Rounds: Expunge Old Native American Laws

SD Sen. wants to remove outdated Native American Laws as a way to reconcile

Sen. Mike Rounds (R-SD) introduced the “Repealing Existing Substandard Provision Encouraging Conciliation with Tribes Act” or RESPECT Act in April 2016 in an effort to remove outdated Native American laws from the books. The act passed the Senate Indian Affairs Committee in September 2016 unanimously, but the Senate ran out of time on its calendar last year, so Rounds is pushing for full passage this year, reports the Washington Examiner.

There are a total of 12 Native American laws Rounds is looking to expunge, among them is a 1906 law allowing for the forced removal of Native American children to be sent to boarding schools.
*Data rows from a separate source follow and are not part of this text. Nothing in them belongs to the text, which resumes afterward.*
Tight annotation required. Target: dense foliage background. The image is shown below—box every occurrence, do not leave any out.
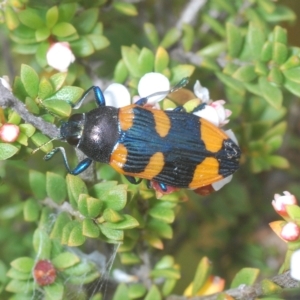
[1,0,300,299]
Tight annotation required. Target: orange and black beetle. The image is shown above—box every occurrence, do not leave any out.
[45,79,240,191]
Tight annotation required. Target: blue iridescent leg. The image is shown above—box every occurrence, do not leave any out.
[44,147,92,175]
[158,182,167,192]
[73,86,106,109]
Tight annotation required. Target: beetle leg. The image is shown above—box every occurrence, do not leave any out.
[191,103,207,114]
[125,175,143,185]
[173,106,186,112]
[44,147,92,175]
[73,86,106,109]
[158,182,167,192]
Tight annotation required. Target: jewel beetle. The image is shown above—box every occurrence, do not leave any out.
[44,78,241,191]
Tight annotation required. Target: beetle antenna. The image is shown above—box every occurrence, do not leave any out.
[142,77,190,101]
[31,137,59,154]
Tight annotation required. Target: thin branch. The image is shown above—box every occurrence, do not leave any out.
[166,271,300,300]
[176,0,207,29]
[0,81,59,139]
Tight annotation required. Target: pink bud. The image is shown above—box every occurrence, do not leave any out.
[0,123,20,142]
[280,222,300,242]
[272,191,297,217]
[33,260,56,286]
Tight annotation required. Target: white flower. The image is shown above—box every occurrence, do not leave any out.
[291,250,300,281]
[104,83,131,108]
[138,72,170,104]
[193,100,232,127]
[272,191,297,216]
[112,269,138,283]
[46,42,75,72]
[193,80,210,103]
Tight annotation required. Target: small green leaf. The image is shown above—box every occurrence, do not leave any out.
[226,22,243,58]
[33,228,52,259]
[255,61,268,76]
[43,100,72,117]
[284,78,300,97]
[202,14,226,37]
[5,6,19,30]
[162,278,177,297]
[36,42,49,68]
[19,124,35,138]
[192,257,212,295]
[66,174,88,207]
[46,172,67,204]
[113,2,138,16]
[150,268,180,280]
[286,205,300,221]
[155,47,169,73]
[147,219,173,239]
[113,284,130,300]
[103,184,127,211]
[247,22,265,60]
[119,252,141,265]
[197,42,226,57]
[144,285,162,300]
[20,64,39,98]
[182,24,194,52]
[121,46,142,78]
[50,212,71,240]
[128,283,147,299]
[260,41,272,62]
[283,67,300,84]
[6,279,35,294]
[7,268,31,280]
[260,279,281,296]
[11,257,34,273]
[78,195,103,218]
[52,22,77,37]
[58,3,77,22]
[138,48,155,75]
[44,283,64,300]
[216,72,245,96]
[264,5,296,23]
[68,223,86,247]
[154,255,174,269]
[230,268,260,288]
[272,42,288,65]
[273,26,287,44]
[38,77,54,100]
[103,208,124,223]
[0,143,19,160]
[29,170,46,199]
[18,8,44,29]
[171,65,195,85]
[44,86,84,105]
[82,219,100,238]
[149,207,174,223]
[88,34,110,51]
[280,55,300,71]
[75,8,98,34]
[52,252,80,269]
[232,65,257,82]
[259,76,282,109]
[46,6,59,28]
[265,155,289,169]
[103,215,139,230]
[35,27,50,42]
[114,59,129,83]
[160,27,181,49]
[268,67,283,85]
[49,73,67,91]
[23,199,39,222]
[144,23,159,47]
[99,226,123,241]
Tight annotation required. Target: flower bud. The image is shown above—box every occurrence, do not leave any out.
[0,123,20,142]
[272,191,297,217]
[33,260,56,286]
[280,222,300,242]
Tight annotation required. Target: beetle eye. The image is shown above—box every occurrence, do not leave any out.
[67,135,80,146]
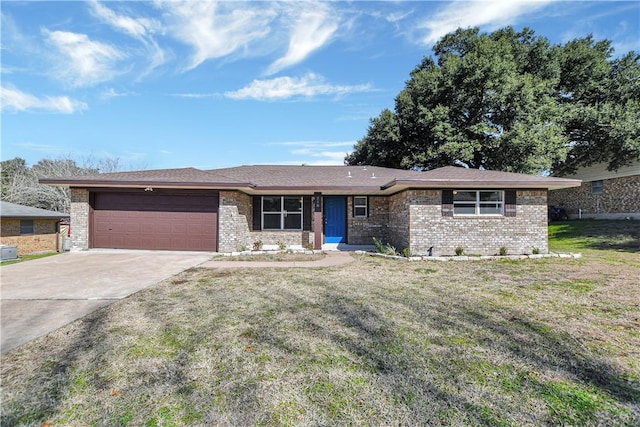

It says that “the consent of parents, guardians, or next of kin shall not be required to place Indian youth in said school.”

“This represented a time in our culture in which we were trying to take the Native American culture away from them and were trying to force on them European culture,” Rounds told the Washington Examiner. “Many of them shouldn’t be on the books in the first place, and the first step in reconciliation and bringing back good will is to take these laws and eliminate them.”

Another of the laws, dating back to 1875, allows the withholding of money or goods to Native Americans to are deemed “under the influence of any description of intoxicating liquor.

There is also an 1875 law requiring forced labor in exchange for “supplies” from the federal government. “For the purpose of inducing Indians to labor and become self-supporting, it is provided that, in distributing the supplies and annuities to the Indians for whom the same are appropriated, the agent distributing the same shall require all able-bodied male Indians between the ages of eighteen and forty-five to perform service upon the reservation,” the law states.

“These statutes are a sad reminder of the hostile aggression and overt racism displayed by the early federal government toward Native Americans as the government attempted to ‘assimilate’ them into what was considered ‘modern society.’ Clearly, there is no place in our legal code for such laws today,” Rounds said on his website.

Rounds’ home state of South Dakota is home to nine tribes and some 75,000 enrolled tribal members, and he sees the futures of all his constituents being tied together.

“We cannot adequately repair history, but we can move forward,” he said of reconciliation on his website.

“The idea that these laws were ever considered is disturbing, but the fact that they remain part of our legal code today is, at best, an oversight,” Rounds told the Washington Examiner after the act’s committee passage. “The laws that we are identifying here have no value today whatsoever.”